- Born: 1894 Onitsha
- Died: 1971 (aged 76–77)
- Citizenship: Nigerian
- Occupation: Politician

= Janet Okala =

Nigerian female political leader

Janet Okala (1894–1971) was a Nigerian political leader and community organiser. She led protests during the Aba Women's War, and formed local and nationally-linked organisations to advocate for Nigerian women's political power.

== Early life ==
Janet Okala was born in Onitsha in 1894 as the third child and first daughter of Odukwe Odili. She later became a resident of Owerrinta where she became known for her political activism. Her alias was "Mama Bread" as she also owned a bakery.

== Political career and activism ==
In 1929, Okala led protesting women in the Owerrinta region during the Aba Women's War. According to historian Nina Emma Mba, Okala had previously provided leadership and counseling to local women but rose to particular prominence during the war.

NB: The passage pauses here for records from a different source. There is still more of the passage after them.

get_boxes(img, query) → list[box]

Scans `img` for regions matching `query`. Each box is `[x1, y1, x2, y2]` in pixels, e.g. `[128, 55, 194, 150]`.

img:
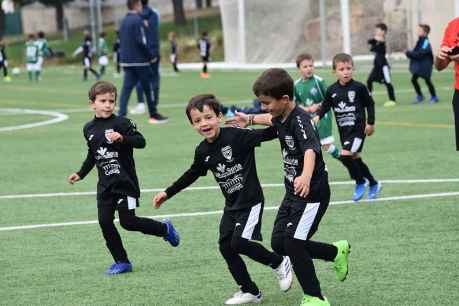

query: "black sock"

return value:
[355, 158, 378, 186]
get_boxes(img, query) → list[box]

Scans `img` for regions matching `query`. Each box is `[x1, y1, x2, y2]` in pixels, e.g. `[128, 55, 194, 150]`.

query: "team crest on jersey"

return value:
[222, 146, 233, 161]
[347, 90, 355, 103]
[105, 129, 114, 143]
[285, 135, 295, 150]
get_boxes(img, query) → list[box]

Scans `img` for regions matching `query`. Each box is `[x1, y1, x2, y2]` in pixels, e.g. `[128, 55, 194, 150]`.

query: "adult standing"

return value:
[131, 0, 167, 123]
[435, 17, 459, 151]
[119, 0, 157, 123]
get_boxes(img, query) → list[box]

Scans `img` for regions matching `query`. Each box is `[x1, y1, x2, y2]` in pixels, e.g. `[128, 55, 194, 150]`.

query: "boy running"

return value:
[294, 53, 340, 158]
[314, 53, 381, 201]
[68, 81, 180, 275]
[153, 95, 292, 305]
[367, 23, 397, 107]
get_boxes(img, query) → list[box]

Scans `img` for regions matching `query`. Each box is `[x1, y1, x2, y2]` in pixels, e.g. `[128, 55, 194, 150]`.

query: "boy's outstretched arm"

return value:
[67, 148, 96, 185]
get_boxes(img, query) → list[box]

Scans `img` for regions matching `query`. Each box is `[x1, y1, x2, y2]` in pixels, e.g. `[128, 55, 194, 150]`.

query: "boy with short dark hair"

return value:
[68, 81, 180, 275]
[229, 68, 350, 306]
[153, 95, 292, 305]
[405, 23, 438, 104]
[25, 34, 39, 82]
[314, 53, 381, 201]
[294, 53, 340, 158]
[367, 23, 396, 107]
[198, 32, 212, 79]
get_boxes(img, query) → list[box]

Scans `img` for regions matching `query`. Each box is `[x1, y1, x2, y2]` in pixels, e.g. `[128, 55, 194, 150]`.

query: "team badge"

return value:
[347, 90, 355, 103]
[285, 135, 295, 150]
[222, 146, 233, 161]
[105, 129, 114, 144]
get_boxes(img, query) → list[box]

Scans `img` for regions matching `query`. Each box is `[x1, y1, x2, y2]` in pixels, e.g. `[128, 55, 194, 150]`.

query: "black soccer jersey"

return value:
[78, 115, 145, 198]
[166, 127, 276, 211]
[318, 80, 375, 134]
[368, 38, 389, 68]
[272, 106, 326, 198]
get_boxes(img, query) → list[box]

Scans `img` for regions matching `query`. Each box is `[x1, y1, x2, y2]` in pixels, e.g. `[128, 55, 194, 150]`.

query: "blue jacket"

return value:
[406, 37, 433, 78]
[119, 12, 154, 67]
[141, 5, 159, 57]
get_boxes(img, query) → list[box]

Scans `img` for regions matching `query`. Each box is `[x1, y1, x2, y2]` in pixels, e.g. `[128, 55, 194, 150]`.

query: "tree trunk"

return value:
[172, 0, 186, 25]
[0, 8, 6, 40]
[55, 2, 64, 31]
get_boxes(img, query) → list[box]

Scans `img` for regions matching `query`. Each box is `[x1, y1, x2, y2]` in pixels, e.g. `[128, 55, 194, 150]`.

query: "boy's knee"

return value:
[271, 236, 286, 255]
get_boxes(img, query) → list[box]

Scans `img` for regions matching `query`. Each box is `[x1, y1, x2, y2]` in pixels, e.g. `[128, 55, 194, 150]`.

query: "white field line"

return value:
[0, 108, 69, 132]
[0, 178, 459, 200]
[0, 192, 459, 232]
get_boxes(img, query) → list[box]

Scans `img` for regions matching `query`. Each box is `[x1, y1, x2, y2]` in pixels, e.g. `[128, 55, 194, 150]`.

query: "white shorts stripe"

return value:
[293, 203, 320, 240]
[127, 196, 137, 210]
[242, 203, 261, 240]
[383, 65, 390, 84]
[351, 137, 362, 153]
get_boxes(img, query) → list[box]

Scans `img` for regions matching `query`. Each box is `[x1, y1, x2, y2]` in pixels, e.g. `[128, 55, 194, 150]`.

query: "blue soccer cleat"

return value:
[162, 219, 180, 247]
[368, 182, 382, 200]
[352, 183, 366, 202]
[105, 262, 132, 275]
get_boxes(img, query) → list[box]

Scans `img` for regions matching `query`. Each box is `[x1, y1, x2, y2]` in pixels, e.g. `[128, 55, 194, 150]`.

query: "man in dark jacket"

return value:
[406, 24, 438, 104]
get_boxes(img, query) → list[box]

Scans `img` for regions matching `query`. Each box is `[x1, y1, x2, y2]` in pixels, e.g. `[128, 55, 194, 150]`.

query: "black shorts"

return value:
[368, 65, 391, 84]
[218, 202, 264, 243]
[272, 175, 330, 240]
[97, 193, 139, 210]
[340, 131, 365, 153]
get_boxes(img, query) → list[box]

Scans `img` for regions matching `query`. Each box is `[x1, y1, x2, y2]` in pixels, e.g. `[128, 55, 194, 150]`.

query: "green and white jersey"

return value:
[26, 40, 39, 64]
[294, 75, 327, 106]
[35, 38, 49, 57]
[98, 37, 108, 56]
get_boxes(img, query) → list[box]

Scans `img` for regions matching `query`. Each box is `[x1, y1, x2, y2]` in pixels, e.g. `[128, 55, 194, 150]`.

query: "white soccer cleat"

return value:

In 1945, Okala formed the Enugu Women's Association and was elected one of its vice presidents. Following a 1949 visit from educator and campaigner Funmilayo Ransome Kuti (FRK), the group changed its name to the Enugu branch of the Nigerian Women's Union. In describing FRK's visit, Okala wrote that "Before that time women at Enugu had no right to probe into the affairs of their country. Mrs. Kuti on her arrival educated us." Local newspapers such as the West African Pilot and the Daily Times celebrated the group's name change as a symbol of nationalist solidarity among Nigerian women.